I cannot speak for the author, but I think that temporary disability would increase costs in two ways:

1. More claimants means more claims. More traffic at the field offices, more evaluations by State DDSs, more administrative overhead all around.

2. More claimants means more benefits paid. My sense is that a lot of the "temporary" claimants would ultimately somehow convince the Administration that they need to be converted to longer-term or permanent disability. Once someone has their foot in the door, it's harder to get them off benefits.

Anonymous said...

Further to @1:58, a vastly larger number of people have temporary impairments than have long-term/chronic/permanent impairments. The universe of applicants and beneficiaries would very likely skyrocket.

Anonymous said...

Time limited benefits would save money. There is no mention of changing the definition of disability. It means MIEs and MIPs would be put in a new category of time limited benefits. MINEs would be "permanently" disabled. The MIRS standard would be eliminated. Those in time-limited benefits would have to reapply--under the standard in place at the time of their new application. The new application would amount to the CDR (now including work CDR) the applicant should have received. There is a possiblity that it could result in more appeals of the designation of being a MIE or MIP.

Important to note is most of these proposals do not advocate adding a new benefit for those whose disability is expected to last for under one year.

The same could be said of partial disability--available only to MIEs and MIPs--and more like welfare reform--some cash benefits with funds for training etc.

Anonymous said...

I'd like to see percentages of disability like the VA uses, or maybe 10% increments. That would give a lot of people some reduced income and encourage getting off disability at the same time. Even a 0, 50, 100 option would help claimants. I get a lot of unfavorable where its close enough that the judge would find some disability, just not 100%.

Anonymous said...


The stats shows that only a very small percentage of people who meet the current disability standards ever improve enough to sustain SGA. Last I looked a higher percentage die within 5-10 years of their grant than ever medically improve to a significant degree, due to the strict disability standards. That being the case, any "temporary disability" proposal is misguided and a poor fit for the reality of the situation.

Can you imagine what the claim backlog would look like if you dumped hundreds of thousands of more "temporary disability" claims on the already stressed and backlogged system? Maybe that is the true goal of the proposal. Kill the system by making it unworkable.

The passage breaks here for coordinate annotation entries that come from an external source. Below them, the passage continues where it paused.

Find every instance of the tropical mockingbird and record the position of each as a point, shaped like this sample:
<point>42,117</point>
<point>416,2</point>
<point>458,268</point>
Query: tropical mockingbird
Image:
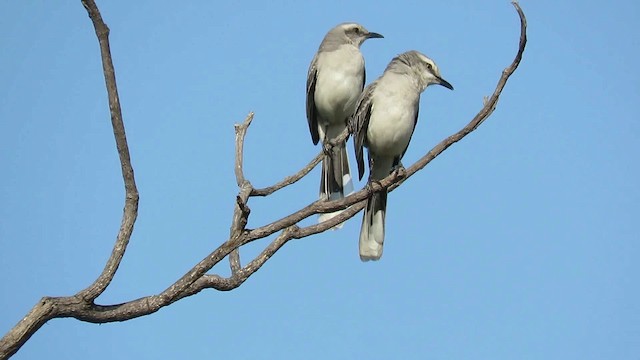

Anyone who works with people with disabilities in this system will also recognize another problem. If you keep requiring people with significant disabilities to repetitively file complex paperwork, dotting all the i's and crossing all the t's to keep their benefits, many will eventually make mistakes and get cut off on technicalities despite still being legitimately disabled. Indeed, many will make such mistakes because of their disability. The result can be inhumane (e.g. people lose their health insurance, become homeless, sicken, etc., while fighting in the even worse backlogged system to get their benefits reinstated). That's a poor proposal that would fail at the purpose for which the Social Security system was created. It only makes sense if you don't care about helping people with disabilities, and just want to cut the size of government.

Anonymous said...

Allowing prospective closed periods (temporary disability) would at least allow those who have severe impairments such as treatable cancer, broken leg, etc., or those who say they just want insurance so they could get treated and get back to work - to get something. If they get denied, they are just going to re-apply again and again anyway. They do already.

Anonymous said...

Republicans just don't like Social Security plain and simple.